Entwicklungsaufgaben sind altersbezogene Lebensanforderungen, die aus biologischen Prozessen, gesellschaftlichen Erwartungen und persönlichen Wertvorstellungen entstehen. Werden sie bewältigt, fördert das Zufriedenheit und Anerkennung, während Schwierigkeiten negative Folgen haben können, auch bei späteren Entwicklungsaufgaben. Welche Themen Jugendliche dabei beschäftigen und was individuell besonders herausfordernd ist, erfahren Sie per Klick auf die einzelnen Jugendlichen.

  • Akzeptieren der eigenen Person
  • Umgang mit körperlichen Veränderungen
  • Loslösung von den Eltern
  • Intensivierung von Beziehungen zu Gleichaltrigen
  • Aufnahme erster romantischer Beziehungen
  • Treffen von Entscheidungen im Zusammenhang mit Schule, Berufswahl
  • Treffen von Entscheidungen in Bezug auf die eigene Lebensgestaltung und Zukunft
  • Ausbildung eigener Wert- und Normvorstellungen
  • Entwicklung ihrer eigenen Identität[1]

Die Entwicklungsaufgaben heutiger Jugendlicher lassen sich in vier Cluster einteilen:

  1. Erwerb schulischer und beruflicher Qualifikation: Hierzu zählen die Entwicklung von intellektuellen und sozialen Kompetenzen. Jugendliche müssen lernen, gelerntes Wissen anzuwenden und eigenverantwortlich zu handeln. Die schulische Bildung und Ausbildung sollten von ihnen so gewählt und gestaltet werden, dass sie dem Ziel dienen, einen Beruf zu finden und finanziell unabhängig zu werden.
  2. Entwicklung der Geschlechtsidentität und Aufbau sozialer Bindungen: Jugendliche müssen sich mit den Veränderungen ihres Körpers auseinandersetzen und ihre geschlechtliche und sexuelle Identität aufbauen. Es geht darum, sich emotional von den Eltern zu lösen und Bindungen in Form von Freundschaften und ersten Partnerschaften mit Gleichaltrigen aufzubauen.
  3. Nutzung von Konsum-, Medien- und Freizeitangeboten: Jugendliche sollten lernen, Medienangebote verantwortungsvoll zu nutzen und ihre Freizeit so zu gestalten, dass sie der psychischen und physischen Regeneration dient.
  4. Aufbau eines eigenen Wertesystems und Partizipation: Zum Jugendalter gehört, eigene Werte und Normen zu entwickeln und sie als Orientierung für das eigene Handeln zu etablieren. Damit geht auch die Gestaltung der politischen Partizipation einher.
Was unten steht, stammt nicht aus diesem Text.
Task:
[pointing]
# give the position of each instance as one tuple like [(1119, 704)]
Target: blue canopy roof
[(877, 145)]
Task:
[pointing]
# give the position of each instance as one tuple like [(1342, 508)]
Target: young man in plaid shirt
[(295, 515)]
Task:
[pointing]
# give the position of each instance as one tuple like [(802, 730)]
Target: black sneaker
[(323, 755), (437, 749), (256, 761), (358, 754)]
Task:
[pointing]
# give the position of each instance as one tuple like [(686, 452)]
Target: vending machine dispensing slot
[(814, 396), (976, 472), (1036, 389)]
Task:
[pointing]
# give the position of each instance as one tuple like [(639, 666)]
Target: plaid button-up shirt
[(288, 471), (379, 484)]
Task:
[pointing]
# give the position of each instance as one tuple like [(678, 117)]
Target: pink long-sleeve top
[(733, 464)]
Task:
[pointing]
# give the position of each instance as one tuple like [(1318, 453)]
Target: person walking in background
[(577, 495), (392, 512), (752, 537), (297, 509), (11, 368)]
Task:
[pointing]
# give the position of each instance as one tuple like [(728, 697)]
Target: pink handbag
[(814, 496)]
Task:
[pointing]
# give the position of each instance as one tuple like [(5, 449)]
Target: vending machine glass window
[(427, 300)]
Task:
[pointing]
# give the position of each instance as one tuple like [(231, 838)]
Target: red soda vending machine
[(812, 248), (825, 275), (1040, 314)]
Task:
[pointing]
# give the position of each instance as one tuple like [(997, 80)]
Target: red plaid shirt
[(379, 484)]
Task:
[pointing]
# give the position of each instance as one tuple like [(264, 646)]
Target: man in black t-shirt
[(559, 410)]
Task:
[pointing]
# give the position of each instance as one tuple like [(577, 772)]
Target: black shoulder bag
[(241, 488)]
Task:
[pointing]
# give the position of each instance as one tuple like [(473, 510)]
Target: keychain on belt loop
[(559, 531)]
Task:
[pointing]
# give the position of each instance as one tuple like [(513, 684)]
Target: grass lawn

Die einzelnen Bereiche und Entwicklungsaufgaben sind dabei nicht isoliert zu betrachten, sondern beeinflussen sich gegenseitig. Gesellschaftlich bestehen innerhalb eines Kulturkreises recht klare Vorstellungen, wann welcher Entwicklungsschritt an der Zeit ist. So herrscht z. B. Einigkeit darüber, dass „ohne Eltern allein nachts zu Hause bleiben“ und „selbst entscheiden, welche Kleidung man kauft“, zeitlich deutlich vor dem Entwicklungsschritt „nicht mehr sagen, wo man hingeht und nach Hause kommen, wann man will“ liegt.[2]

Quellen:

[1] Eschenbeck, Heike; Knauf, Rhea-Katharina (2018): Entwicklungsaufgaben und ihre Bewältigung. In: Lohaus, Arnold (Hrsg.): Entwicklungspsychologie des Jugendalters. Springer-Verlag GmbH: Berlin. S. 23-50. S. 24f.

[2] Ebd., S. 26-31.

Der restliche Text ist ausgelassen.